Step #4: Spread the Polyurethane
When it comes to brushes, stick to a fresh one, as reusing an old paint brush can lead to unwanted discoloration. A useful tip is to pre-soak the brush in thinner, which helps prevent the bristles from drying out quickly.
Cover all surfaces first, starting from the edges, for more efficient work. Get back at it again, along the direction of the grain, once you covered all areas.
As a final touch, skim coat from one side to the other with one stroke of the brush following the grains so that you won’t be leaving lines from brush strokes. Make sure your base coat is even. Brush gently, and don’t leave brush marks or drip before it dries.
Check for thickness inconsistencies. You can spot missed areas by checking the glares. If it doesn’t reflect, it’s probably not thick enough.
Step #5: Allow it to Dry, Then Sand Again
Let it dry for as long as it takes. Thick poly dries quicker in warmer environments. It doesn’t have to be completely dry.
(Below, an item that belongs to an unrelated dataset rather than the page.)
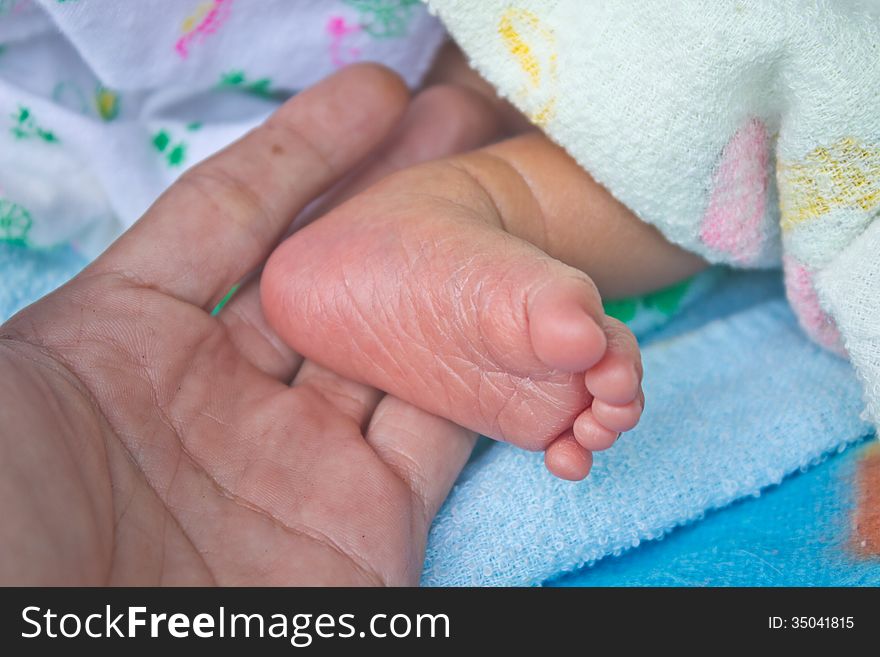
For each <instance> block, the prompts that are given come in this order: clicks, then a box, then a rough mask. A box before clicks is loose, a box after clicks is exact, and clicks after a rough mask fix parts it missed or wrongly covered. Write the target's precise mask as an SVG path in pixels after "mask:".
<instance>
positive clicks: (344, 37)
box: [327, 16, 361, 68]
mask: <svg viewBox="0 0 880 657" xmlns="http://www.w3.org/2000/svg"><path fill="white" fill-rule="evenodd" d="M360 31H361V26H360V25H358V24H356V23H349V22H347V21H346V20H345V18H344V17H342V16H332V17H331V18H330V20H329V21H328V22H327V34H328V35H330V61H332V62H333V65H334V66H335V67H336V68H341V67H343V66H345V65H346V64H351V63H352V62H353V61H356V60H357V59H358V58H359V57H360V56H361V51H360V49H358V48H353V47H348V48H346V47H345V41H346V40H347V39H348V37H349V36H351V35H352V34H357V33H358V32H360Z"/></svg>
It only has to be dry enough to stick with the next coating.
A common issue I run into is the unavoidable dust particles that might settle on the wet surface. Resist the urge to cover it; doing so will only prolong the drying time.
Use wet sandpaper instead (although you can also use dry sandpaper) to remove dust.
Your goal here is to smoothen the texture of your first coat. Gently glide 1000-grit sandpaper across the tabletop, avoiding any kind of pressure.
Step #6: Spread the Second Coat
Apply a second coat once you are done sanding. Simply follow step #4, but you can apply thicker coating if you want.
Repeat last two steps if necessary. But after the final coat, should sand polyurethane? Find out here!
How to Patch Holes in the Table
Patch holes and large abrasions in the table with wood filler or self-leveling sealants. I always make sure the area is dust-free first, either by using a vacuum cleaner or simply blowing the dust off.
Smoothen the top with sanding until it levels with the surface.
How Many Coats of Polyurethane Should you Put on a Table Top?
Aim for three coats of polyurethane for best results. Previously finished tabletop only requires two coats but I recommend making it three coats if you completely removed the old finish.
Thickness can also be a factor. Apply at least five coats on water-based poly to achieve excellent results. And you need more than three coats on a thinly mixed poly to be durable.
Speaking of coating, you should also know how to remove polyurethane from your hands if ever the substance sticks on your skin. So read next!
Self-Leveling Polyurethane for Table Tops
From the name itself, self-leveling polyurethane is used for flattening table tops with uneven surfaces.
It is formulated to be fluid and adhesive, making it highly flexible, and it works just as good as your regular self-leveling sealants, ideal for patching holes, cracks, and rough textures.
It’s also durable and matches well with your poly finish.
See Also: How to Finish Jatoba Wood
How do I get a smooth finish with polyurethane on a table top?
You can get a smooth finish with polyurethane on a table top by smoothening the surface and patching all the holes on the table top before you coat.
Brush the surface with only one stroke along the grains. Then, gently glide 1000-grit sandpaper (or finer) on the final coat. Make it free of dust and add polishing compound if you’re unsatisfied.
Is polyurethane a good finish for a table top?
Polyurethane is a good finish for a table top. It provides excellent protection against scratches, stains, humidity, moisture, and radiation.
It also keeps your table free of termites, extends lifespan, and improves durability and resistance to harsh weather conditions, especially oil-based poly. Polyurethane forms a tough, clear layer that enhances the natural beauty of the wood, creating a smooth and glossy finish.
(But is polyurethane finish waterproof? Find out here!)
Temperature and humidity influence the time it takes for the poly to dry. So when finishing a table top with polyurethane, pick the right thickness and appropriate time with the right weather.
For instance, try thinly dense poly during summer, so it won’t dry faster than it has to while brushing. In contrast, use thicker poly when it’s moist so you won’t have to wait for it to dry longer than you can bear.